Last Wednesday, the South Carolina Court of Appeals ruled that you generally can’t appeal or seek to alter and amend an order entered against your co-defendants. You are not “aggrieved” by the orders. Gathers v. Wright, Op. No. 2014-UP-124 (S.C. Ct.App. filed March 19, 2014).
In Gathers, Gathers filed a quiet-title action against McKnight and over a dozen members of the Wright family. McKnight counterclaimed for adverse possession, reimbursement of taxes, and foreclosure of mortgage. He then, however, dropped his claim for adverse possession.
Gathers moved for summary judgment against the Wright family — without naming McKnight as a party to the motion. The trial court granted the motion and ordered that Gathers have fee-simple title to the property. McKnight moved the court to alter or amend the order to rule of his remaining counterclaims and grant him a first right of refusal. The trial court denied the motion and ruled that McKnight lacked the right of first refusal.

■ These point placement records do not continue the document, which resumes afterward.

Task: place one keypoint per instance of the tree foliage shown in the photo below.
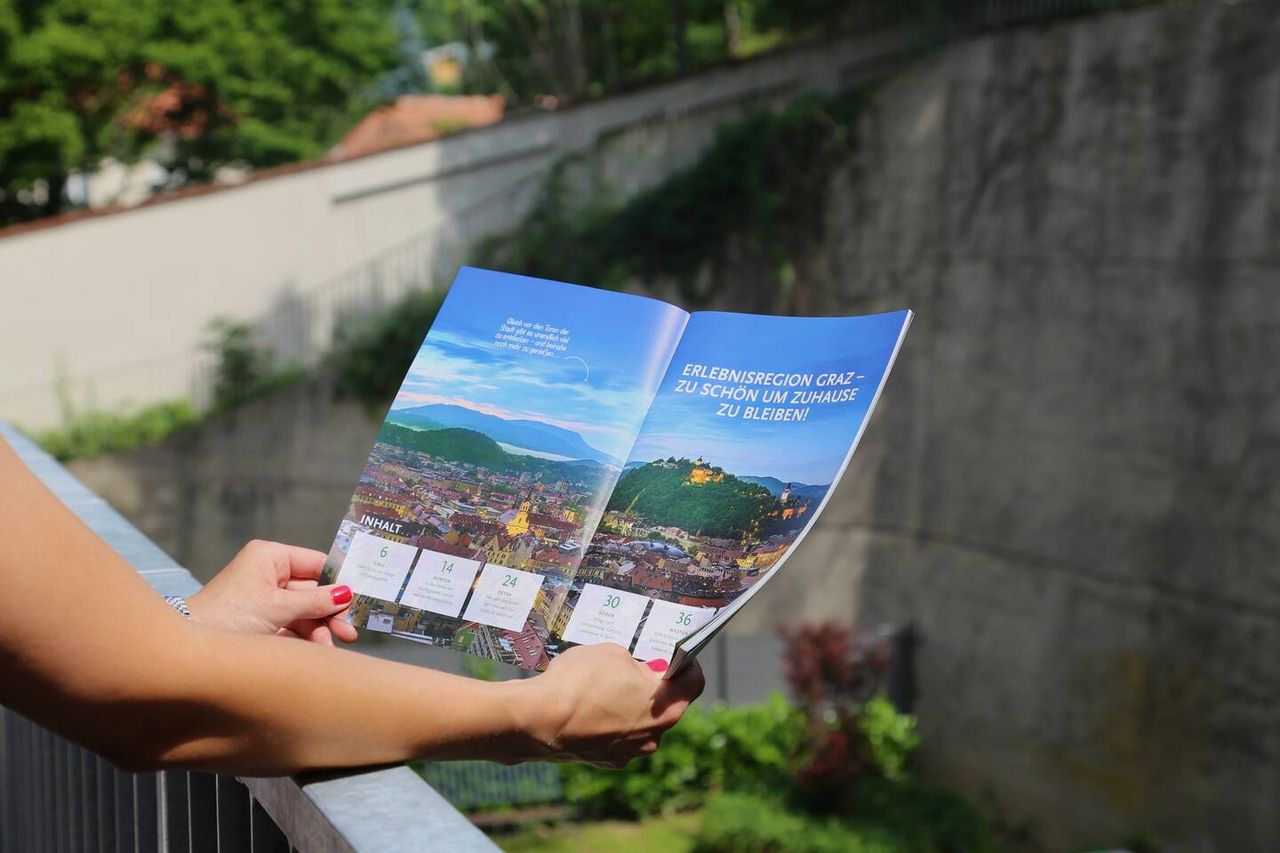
(259, 82)
(533, 49)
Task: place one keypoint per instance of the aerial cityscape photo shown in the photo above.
(496, 514)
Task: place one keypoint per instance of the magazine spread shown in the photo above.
(566, 465)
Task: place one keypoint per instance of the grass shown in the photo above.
(673, 834)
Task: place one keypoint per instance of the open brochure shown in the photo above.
(567, 465)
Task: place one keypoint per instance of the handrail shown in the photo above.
(55, 796)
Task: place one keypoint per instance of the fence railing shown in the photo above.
(55, 796)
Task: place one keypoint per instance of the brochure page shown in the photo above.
(752, 427)
(497, 460)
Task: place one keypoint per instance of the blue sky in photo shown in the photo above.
(809, 451)
(599, 387)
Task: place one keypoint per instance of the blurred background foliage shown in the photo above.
(255, 83)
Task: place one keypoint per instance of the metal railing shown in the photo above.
(55, 796)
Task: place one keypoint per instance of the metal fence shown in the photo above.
(58, 797)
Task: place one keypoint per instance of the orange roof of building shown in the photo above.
(417, 118)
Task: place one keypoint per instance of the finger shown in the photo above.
(320, 634)
(315, 602)
(675, 694)
(312, 630)
(342, 629)
(292, 561)
(689, 683)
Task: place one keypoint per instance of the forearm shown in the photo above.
(88, 649)
(301, 706)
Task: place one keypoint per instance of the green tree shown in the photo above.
(259, 82)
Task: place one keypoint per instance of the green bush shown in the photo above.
(371, 363)
(891, 737)
(245, 372)
(899, 817)
(94, 433)
(748, 748)
(743, 824)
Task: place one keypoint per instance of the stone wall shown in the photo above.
(1070, 486)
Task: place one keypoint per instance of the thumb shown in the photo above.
(315, 602)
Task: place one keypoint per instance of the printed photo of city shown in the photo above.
(567, 465)
(726, 475)
(501, 450)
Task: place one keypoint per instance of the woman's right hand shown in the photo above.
(603, 707)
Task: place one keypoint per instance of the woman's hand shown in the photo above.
(273, 588)
(603, 707)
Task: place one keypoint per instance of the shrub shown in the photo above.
(890, 737)
(899, 817)
(92, 433)
(853, 731)
(371, 361)
(743, 824)
(245, 372)
(748, 748)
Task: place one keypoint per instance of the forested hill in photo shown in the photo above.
(476, 448)
(531, 434)
(661, 493)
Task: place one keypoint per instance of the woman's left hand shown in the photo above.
(273, 588)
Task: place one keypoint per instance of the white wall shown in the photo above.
(119, 302)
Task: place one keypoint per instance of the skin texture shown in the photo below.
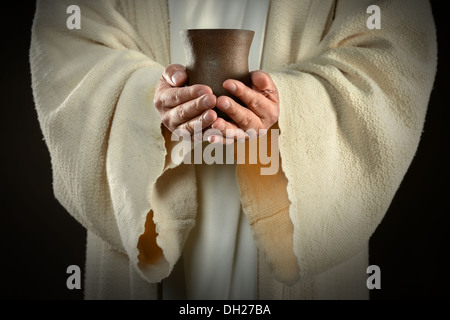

On further review, the Court of Appeals dismissed McKnight’s appeal and vacated the ruling that he lacked a first right of refusal.
Only a party aggrieved by an order, judgment, sentence or decision may appeal — Rule 201(b), SCACR.
The Court first held that McKnight could not appeal the order granting Gathers fee-simple title because McKnight was not aggrieved by it. The Court reasoned that McKnight was not bound by the order because he was not a party to the motion and had already dropped his adverse possession claim. Because McKnight’s remaining claims did not involve title to the property, he remained free to litigate his claims.
Lastly, the Court vacated the trial court’s ruling that McKnight lacked a first right of refusal. The Court reasoned that the ruling was made on McKnight’s motion to alter or amend and that the motion was not properly before the trial court. Because McKnight was not a party to the summary judgment proceedings, he could not properly ask that the summary judgment order be altered.
So what is the lesson? Don’t consider yourself bound by orders entered against co-parties. If you are not a party to a particular motion, you should remain free to litigate your issues and claims. And this makes it tough to appeal.
Still, orders entered against co-parties may prejudice you down the road. Orders do not have to bind to prejudice. So you may consider moving to intervene in the motion if an adverse ruling will later make life more difficult.
Have you all ever been haunted by orders entered against co-parties? What did you do?